Hi yvemarie, welcome to the thread!! I hope it helps you.
I'm so sorry to hear about your daughter, and the lack of understanding she is being shown. It is so very hard to help someone, even harder when it is your child. I have a daughter too, and i'd rather have all the problems than see her have a problem.
You say that money is an issue, have you used the Medicare Mental Health program? it gives you up to 10 free visits to a therapist per year paid by medicare. I spent three years on mental health plans and never paid a cent. Talk to your GP. You just answer some questions, your daughter fills out a form and gets a referral.
I spent many years as a care giver and with a partner with depression, so I really feel for your situation.
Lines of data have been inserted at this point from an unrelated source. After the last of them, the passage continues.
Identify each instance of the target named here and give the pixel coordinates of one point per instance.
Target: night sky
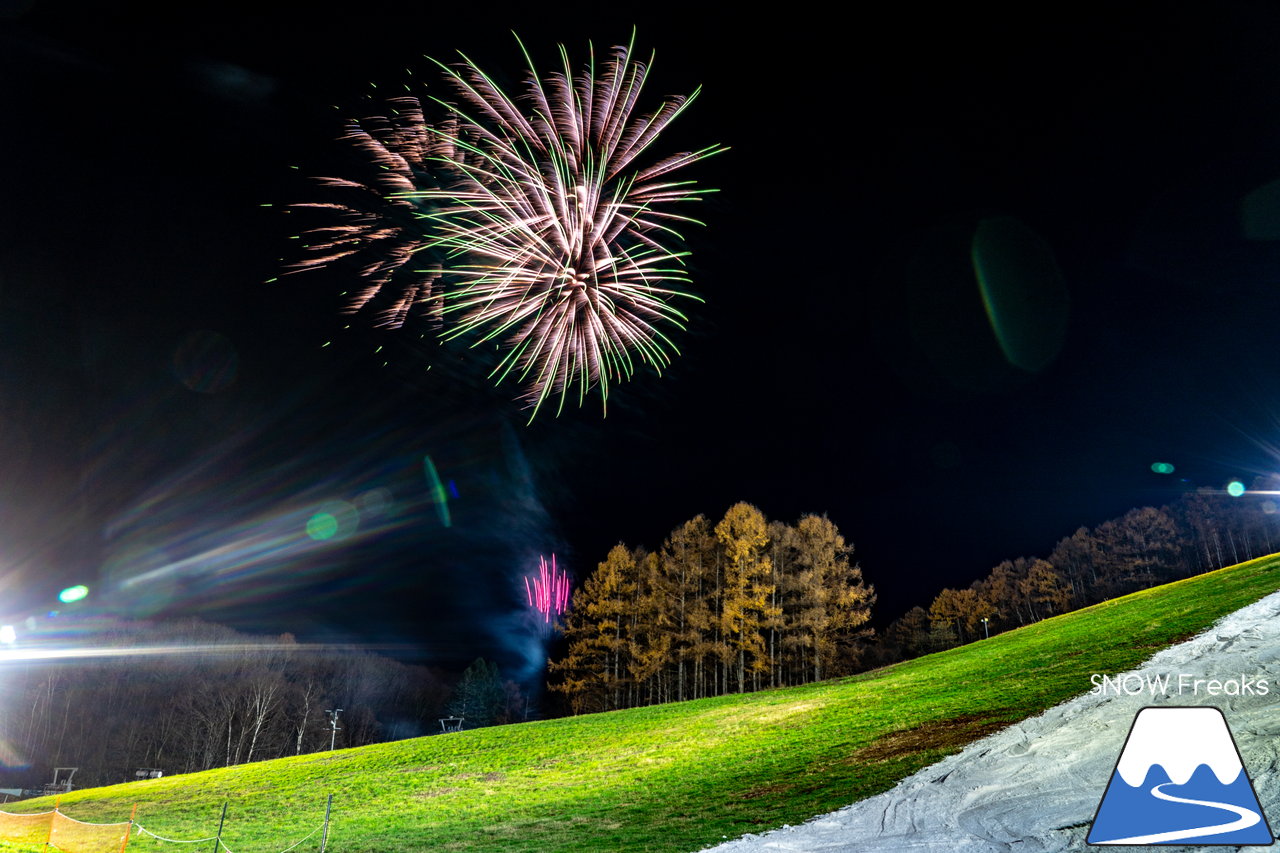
(169, 420)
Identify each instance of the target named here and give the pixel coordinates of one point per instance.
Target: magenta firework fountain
(548, 591)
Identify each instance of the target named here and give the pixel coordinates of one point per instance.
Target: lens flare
(73, 594)
(438, 495)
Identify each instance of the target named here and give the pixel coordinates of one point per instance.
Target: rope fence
(53, 830)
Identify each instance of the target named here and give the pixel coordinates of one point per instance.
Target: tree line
(734, 606)
(223, 698)
(1144, 547)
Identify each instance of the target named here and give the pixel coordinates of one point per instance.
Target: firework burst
(536, 223)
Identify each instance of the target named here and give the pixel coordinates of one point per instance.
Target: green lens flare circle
(72, 593)
(321, 525)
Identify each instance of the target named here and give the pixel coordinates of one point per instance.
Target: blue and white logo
(1179, 780)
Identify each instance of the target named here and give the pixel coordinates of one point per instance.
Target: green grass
(677, 776)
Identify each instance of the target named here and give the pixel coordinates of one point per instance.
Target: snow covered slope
(1036, 785)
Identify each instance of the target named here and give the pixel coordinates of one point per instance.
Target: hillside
(677, 776)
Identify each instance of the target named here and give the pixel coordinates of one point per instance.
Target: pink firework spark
(548, 592)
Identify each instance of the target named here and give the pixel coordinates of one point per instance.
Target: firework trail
(548, 592)
(538, 223)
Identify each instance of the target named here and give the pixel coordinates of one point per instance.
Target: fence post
(129, 830)
(219, 839)
(53, 817)
(324, 836)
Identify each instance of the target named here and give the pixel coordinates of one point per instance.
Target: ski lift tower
(62, 783)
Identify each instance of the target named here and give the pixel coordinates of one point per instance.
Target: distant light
(72, 593)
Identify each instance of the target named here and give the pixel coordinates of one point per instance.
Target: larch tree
(688, 559)
(746, 600)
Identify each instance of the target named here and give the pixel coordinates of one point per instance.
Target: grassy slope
(676, 776)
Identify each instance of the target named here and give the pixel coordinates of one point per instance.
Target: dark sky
(169, 422)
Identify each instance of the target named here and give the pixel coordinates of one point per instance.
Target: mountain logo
(1179, 780)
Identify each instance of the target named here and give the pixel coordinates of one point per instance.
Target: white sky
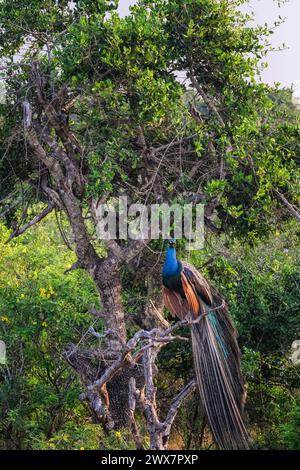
(283, 66)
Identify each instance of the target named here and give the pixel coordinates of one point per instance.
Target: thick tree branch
(34, 221)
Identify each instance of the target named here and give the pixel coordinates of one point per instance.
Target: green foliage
(291, 429)
(41, 311)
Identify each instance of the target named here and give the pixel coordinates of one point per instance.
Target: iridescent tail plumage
(221, 387)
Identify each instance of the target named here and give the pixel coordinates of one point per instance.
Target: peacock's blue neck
(171, 266)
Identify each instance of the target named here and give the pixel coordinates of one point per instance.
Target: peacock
(188, 296)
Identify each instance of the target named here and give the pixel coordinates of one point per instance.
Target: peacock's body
(216, 354)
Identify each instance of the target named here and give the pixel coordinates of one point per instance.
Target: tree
(94, 110)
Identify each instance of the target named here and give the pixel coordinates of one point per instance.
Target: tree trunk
(109, 286)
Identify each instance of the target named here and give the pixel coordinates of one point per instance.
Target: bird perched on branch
(188, 296)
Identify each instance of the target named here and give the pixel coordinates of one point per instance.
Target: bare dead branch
(19, 231)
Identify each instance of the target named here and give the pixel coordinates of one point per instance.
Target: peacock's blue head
(172, 242)
(170, 267)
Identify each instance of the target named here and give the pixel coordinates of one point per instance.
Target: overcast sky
(283, 66)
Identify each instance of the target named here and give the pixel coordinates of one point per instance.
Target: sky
(283, 66)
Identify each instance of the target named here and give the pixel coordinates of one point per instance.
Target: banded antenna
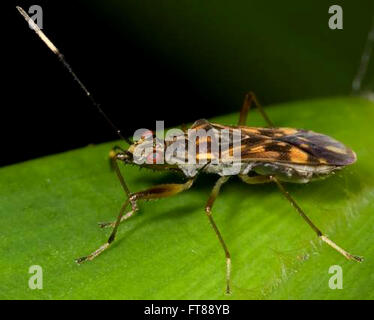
(60, 56)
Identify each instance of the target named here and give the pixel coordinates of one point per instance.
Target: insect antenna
(61, 57)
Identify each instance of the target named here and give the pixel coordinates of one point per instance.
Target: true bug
(266, 155)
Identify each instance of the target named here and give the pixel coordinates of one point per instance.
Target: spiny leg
(249, 98)
(156, 192)
(208, 211)
(311, 224)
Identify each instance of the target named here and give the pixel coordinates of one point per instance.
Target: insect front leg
(311, 224)
(208, 211)
(156, 192)
(249, 98)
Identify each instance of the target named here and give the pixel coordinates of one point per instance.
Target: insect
(266, 155)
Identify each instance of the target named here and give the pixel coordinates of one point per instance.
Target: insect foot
(341, 250)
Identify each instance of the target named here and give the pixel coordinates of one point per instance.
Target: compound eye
(155, 157)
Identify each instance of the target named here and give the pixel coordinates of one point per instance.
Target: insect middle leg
(248, 99)
(208, 211)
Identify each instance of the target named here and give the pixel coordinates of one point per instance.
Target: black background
(45, 112)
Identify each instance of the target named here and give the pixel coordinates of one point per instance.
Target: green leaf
(50, 208)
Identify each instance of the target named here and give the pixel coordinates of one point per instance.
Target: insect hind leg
(208, 211)
(319, 233)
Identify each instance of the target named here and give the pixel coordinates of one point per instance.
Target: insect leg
(254, 180)
(317, 231)
(160, 191)
(249, 98)
(208, 211)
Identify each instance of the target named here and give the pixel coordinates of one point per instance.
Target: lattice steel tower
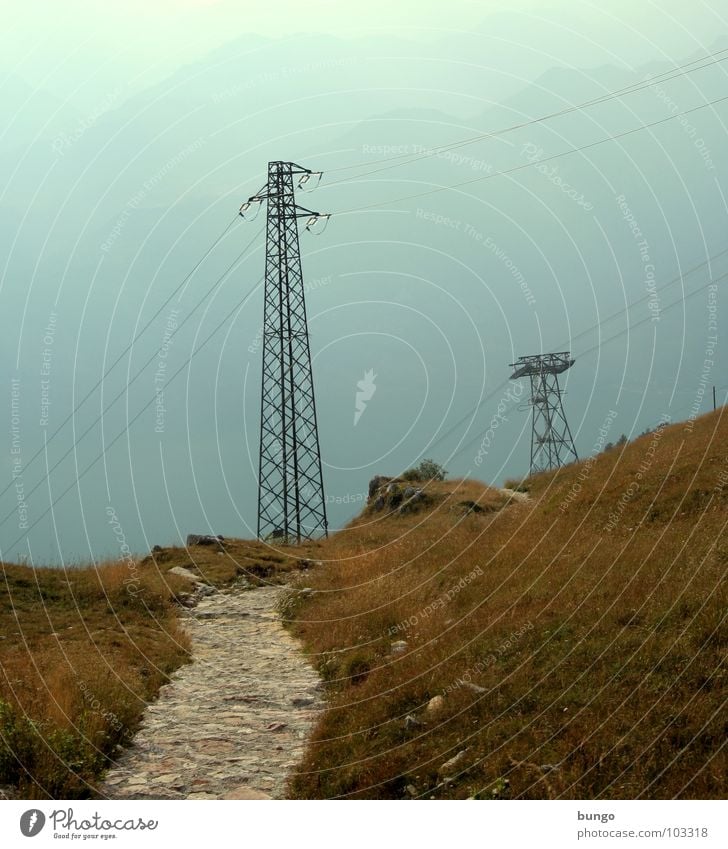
(551, 442)
(291, 502)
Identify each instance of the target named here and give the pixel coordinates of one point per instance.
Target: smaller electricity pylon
(551, 442)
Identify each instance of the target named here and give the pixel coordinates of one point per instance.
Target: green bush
(426, 471)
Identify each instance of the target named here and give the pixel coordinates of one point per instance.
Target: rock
(245, 791)
(435, 706)
(474, 687)
(451, 766)
(185, 573)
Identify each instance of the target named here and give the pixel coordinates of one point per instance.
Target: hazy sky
(85, 46)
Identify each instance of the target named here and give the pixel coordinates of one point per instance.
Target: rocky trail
(232, 723)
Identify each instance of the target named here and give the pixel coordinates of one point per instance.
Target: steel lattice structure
(291, 501)
(551, 442)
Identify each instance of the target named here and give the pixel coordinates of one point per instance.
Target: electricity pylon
(291, 501)
(551, 442)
It is hard when you can help them yourself isn't it.
One thing you must do is take care of yourself, we have a tendency to focus on giving care at the expense of our own selves, that is another thing that caused me to go down the path I have.
Remember to be kind to yourself, and all the best for your journey.

QldMouse
Community Member

Hi White Rose,
Thank you, you are so kind. I know I try to use humour as a shield, and a smoke screen. When I'm really down I use too much sarcasm and dark humour to say things I actually mean. A very bad habit I'm trying to get past.
I had shivers reading about Ekka, I won't go near it for the same reason. I hope you find the bravery, I will be impressed.

My hat is off to you, you like talking to people. I used to but that skill has been worn away, I even used to do public speaking but now, hell no. It does make me sad when I compare me now to me 10,15,20 years ago. I have lost a lot of ground.

Finding work is hard, you have to find confidence and talk to people. I am looking now for when my contract ends. We will see how that goes.

Right now not much makes me happy, I used to love books with a passion and usually had several on the go. Now I can hardly manage a page or two at a sitting.

I know I need to find something that makes me happy.

I am finding it rewarding to participate here, I'm amazed and so saddened by so many of the threads here. As I find the time I will continue. Thank you for the compliment, I don't know if it helps people but it helps me.

I checked Men's Shed again, their meetings are all in the day time which rules me out. I did laugh about your skills assessment on your ex, two lines huh!! LOL. At least I do have skills, an ex electrical engineer that also got registered as an electrician and working in building services for several years. I can swing an hammer and a wide assortment of electrical and petrol powered tools. I do enjoy gardening with petrol powered tools ...

Ah well. Thank you for your support, I feel very humbled and really appreciate all your comments.